Gravidez: informação e protagonismo na gestação e no nascimento

    A gravidez é cercada por decisões. Por isso, nossa colunista Priscilla Silva opina sobre a importância do empoderamento da gestante diante das informações.

    O exame deu positivo. A partir desse momento, você tem a certeza de que toda a sua vida será diferente e mil coisas começam a passar pela cabeça: menino ou menina? Vai parecer comigo ou com o pai? Terá os olhos azuis da avó? Consultas, exames, enxoval, chá de bebê… São tantas coisas para fazer e outras tantas a descobrir em meio a esse momento tão sublime e sagrado que é a gestação.

    Gestar é multiplicar-se para se repartir. Multiplicar-se em papéis – mulher, companheira, filha, mãe, profissional – e repartir-se aproximadamente após 40 semanas (isso é assunto para outro post!) dando à luz àquele ser que já ocupa tanto espaço no coração, na vida e na barriga!

    A gestação produz profundas mudanças no corpo da mulher e também em suas emoções. Nesse momento de alterações hormonais intensas, em um mesmo dia podemos nos sentir leoa e cordeiro e, ao longo da jornada de gestar e parir, é importante refletir sobre o papel que queremos ocupar: o de protagonista ou o de “mãezinha”.

    Não me entendam mal, “mãezinha” aqui não tem nada de carinhoso. É uma expressão ainda utilizada por muitos profissionais de saúde nas mais diversas instituições e que traz com o diminutivo de mãe, também a redução da persona mulher, de sua capacidade de discernimento e de decisão sobre suas condutas durante a gravidez e, principalmente, durante o parto e após o nascimento de seu filho.

    A gestação é um evento que, sem dúvidas, requer acompanhamento de saúde para garantir a segurança do binômio mãe-bebê. Mais do que exames e consultas, requer informação e a decisão de querer ou não protagonizar os momentos vindouros. Protagonizar significa assumir o papel central, que sempre deveria ter sido da mulher, na gravidez, na parturição, no pós parto – mesmo nas primeiras horas.

    O Brasil, como grande parte do mundo ocidental, vem passando por uma revolução na forma de nascer. Cada vez mais profissionais de saúde têm assumido condutas humanizadas em relação à gravidez, parto e puerpério e cada vez mais mulheres buscam informações e apoio em grupos, em busca do empoderamento que nos traz de volta ao lugar central que em um momento da história passou a ser da medicina.

    O papel dos profissionais de saúde será sempre de suma importância, mas não de maior importância que o papel da mulher, que é gestar e parir, ou do bebê, que também tem um papel ativo durante o parto.

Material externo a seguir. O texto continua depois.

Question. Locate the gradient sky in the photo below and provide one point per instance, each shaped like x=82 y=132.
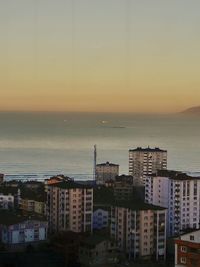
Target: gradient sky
x=99 y=55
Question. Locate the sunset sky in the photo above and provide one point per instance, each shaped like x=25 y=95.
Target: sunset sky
x=99 y=55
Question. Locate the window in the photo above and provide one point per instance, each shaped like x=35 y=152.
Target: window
x=191 y=237
x=183 y=260
x=183 y=249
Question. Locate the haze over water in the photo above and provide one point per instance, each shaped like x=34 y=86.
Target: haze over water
x=35 y=145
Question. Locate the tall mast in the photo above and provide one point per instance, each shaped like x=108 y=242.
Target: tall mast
x=95 y=162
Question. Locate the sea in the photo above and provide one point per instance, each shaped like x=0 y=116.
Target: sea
x=35 y=146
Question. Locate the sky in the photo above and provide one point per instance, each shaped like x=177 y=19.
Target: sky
x=99 y=55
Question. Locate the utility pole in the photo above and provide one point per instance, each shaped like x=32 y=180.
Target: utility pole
x=95 y=162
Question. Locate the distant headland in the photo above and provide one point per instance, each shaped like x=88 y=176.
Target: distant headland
x=192 y=111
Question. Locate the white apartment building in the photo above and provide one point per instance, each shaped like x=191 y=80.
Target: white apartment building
x=105 y=172
x=70 y=207
x=101 y=217
x=6 y=201
x=19 y=229
x=180 y=194
x=187 y=249
x=139 y=230
x=145 y=161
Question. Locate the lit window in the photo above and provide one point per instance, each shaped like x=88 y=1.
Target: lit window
x=192 y=237
x=183 y=249
x=183 y=260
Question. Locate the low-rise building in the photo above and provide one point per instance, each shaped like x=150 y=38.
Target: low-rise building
x=6 y=202
x=15 y=192
x=106 y=171
x=31 y=205
x=139 y=230
x=101 y=217
x=97 y=250
x=70 y=207
x=187 y=250
x=16 y=228
x=180 y=194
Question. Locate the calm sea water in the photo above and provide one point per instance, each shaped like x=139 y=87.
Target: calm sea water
x=36 y=145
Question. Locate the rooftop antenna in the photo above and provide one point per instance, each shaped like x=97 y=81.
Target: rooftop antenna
x=95 y=162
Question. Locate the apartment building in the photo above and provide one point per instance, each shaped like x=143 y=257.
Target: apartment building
x=19 y=229
x=180 y=194
x=145 y=161
x=139 y=229
x=187 y=250
x=101 y=217
x=97 y=251
x=70 y=207
x=105 y=172
x=31 y=205
x=123 y=187
x=1 y=178
x=6 y=201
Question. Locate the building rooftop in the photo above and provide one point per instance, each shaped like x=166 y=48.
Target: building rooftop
x=6 y=190
x=11 y=218
x=148 y=149
x=101 y=207
x=107 y=164
x=94 y=240
x=136 y=205
x=174 y=175
x=71 y=185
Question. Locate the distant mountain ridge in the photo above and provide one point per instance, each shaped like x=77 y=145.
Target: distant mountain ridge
x=192 y=111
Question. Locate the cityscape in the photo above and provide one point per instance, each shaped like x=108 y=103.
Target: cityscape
x=99 y=133
x=147 y=217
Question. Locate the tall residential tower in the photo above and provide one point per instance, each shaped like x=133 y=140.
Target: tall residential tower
x=146 y=161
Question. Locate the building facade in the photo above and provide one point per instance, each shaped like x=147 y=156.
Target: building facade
x=140 y=232
x=31 y=205
x=123 y=187
x=145 y=161
x=187 y=250
x=70 y=207
x=101 y=217
x=18 y=229
x=6 y=201
x=105 y=172
x=97 y=251
x=180 y=194
x=1 y=178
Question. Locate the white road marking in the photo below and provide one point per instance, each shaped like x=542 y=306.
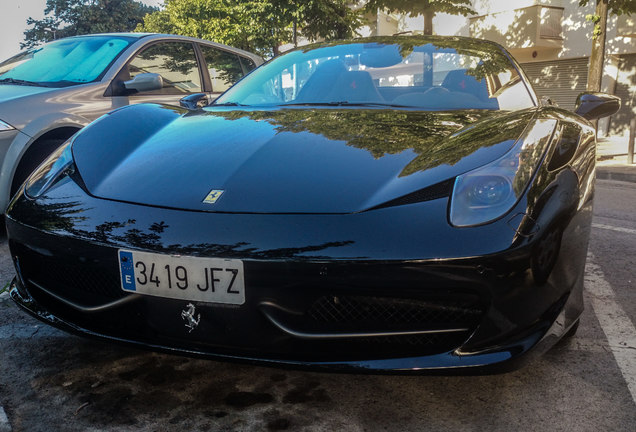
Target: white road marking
x=613 y=228
x=5 y=426
x=618 y=328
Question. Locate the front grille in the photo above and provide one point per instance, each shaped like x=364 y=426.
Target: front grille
x=363 y=313
x=436 y=191
x=87 y=284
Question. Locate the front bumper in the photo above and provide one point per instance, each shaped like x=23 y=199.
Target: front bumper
x=499 y=301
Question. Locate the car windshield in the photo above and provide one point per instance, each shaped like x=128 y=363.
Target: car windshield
x=64 y=62
x=398 y=72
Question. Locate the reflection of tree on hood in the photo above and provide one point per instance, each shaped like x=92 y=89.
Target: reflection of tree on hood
x=436 y=138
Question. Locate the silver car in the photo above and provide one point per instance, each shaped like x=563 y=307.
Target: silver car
x=50 y=92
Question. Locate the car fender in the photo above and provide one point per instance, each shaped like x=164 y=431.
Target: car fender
x=23 y=141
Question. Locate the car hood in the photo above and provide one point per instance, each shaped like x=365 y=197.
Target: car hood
x=293 y=160
x=9 y=92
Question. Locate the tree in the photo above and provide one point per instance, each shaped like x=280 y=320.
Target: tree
x=259 y=26
x=428 y=8
x=597 y=58
x=75 y=17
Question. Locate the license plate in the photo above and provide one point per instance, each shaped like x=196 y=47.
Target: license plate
x=214 y=280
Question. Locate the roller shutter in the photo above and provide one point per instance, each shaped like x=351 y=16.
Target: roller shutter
x=560 y=80
x=626 y=90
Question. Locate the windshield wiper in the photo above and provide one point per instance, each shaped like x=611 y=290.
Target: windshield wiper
x=19 y=82
x=346 y=103
x=228 y=104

    Empoderar-se é revestir-se do poder da informação. Protagonizar os momentos de gestar e de parir requer da mulher a decisão consciente de buscar algo além. De examinar seus medos, confrontar suas sombras, revisitar suas crenças e valores, fortalecer seus vínculos, reafirmar a sabedoria e o poder de ser mulher e tomar para si as rédeas da aventura que está por vir.

    A escolha só é escolha quando a informação é de qualidade. Assim, desde a definição do profissional que acompanhará a gestação, desde os primeiros exames à escolha do tipo de nascimento (normal? Natural? Cesárea? Humanizado?), os primeiros cuidados com o recém-nascido (cortar o cordão logo após o parto ou esperar até que ele pare de pulsar? Coletar células-tronco? Retirar o vérnixx? Aplicar a vitamina K?) e tantas outras perguntas cujas respostas só serão de fato nossas se assumirmos o ônus de buscar ativamente fontes diversas e confiáveis. Caso contrário, permaneceremos como “mãezinhas”, aceitando o que nos oferecem sob a falsa crença da escolha.

    A proposta dos meus textos neste blog é trazer informações de qualidade científica e social para empoderar mulheres e homens nessa maravilhosa jornada de se construir mãe e pai, seja de qual viagem for, porque a cada gestação novas descobertas surgem em nossas vidas.
    Vamos caminhar juntos? Até o próximo post!

    *Vérnix caseoso é a secreção sebácea esbranquiçada que recobre o bebê, protegendo-o enquanto ele está imerso no líquido amniótico, a bolsa das águas da mãe. Ele protege e hidrata a pele do recém-nascido e, idealmente, não deve ser removido, pois será reabsorvido nas primeiras 24 horas.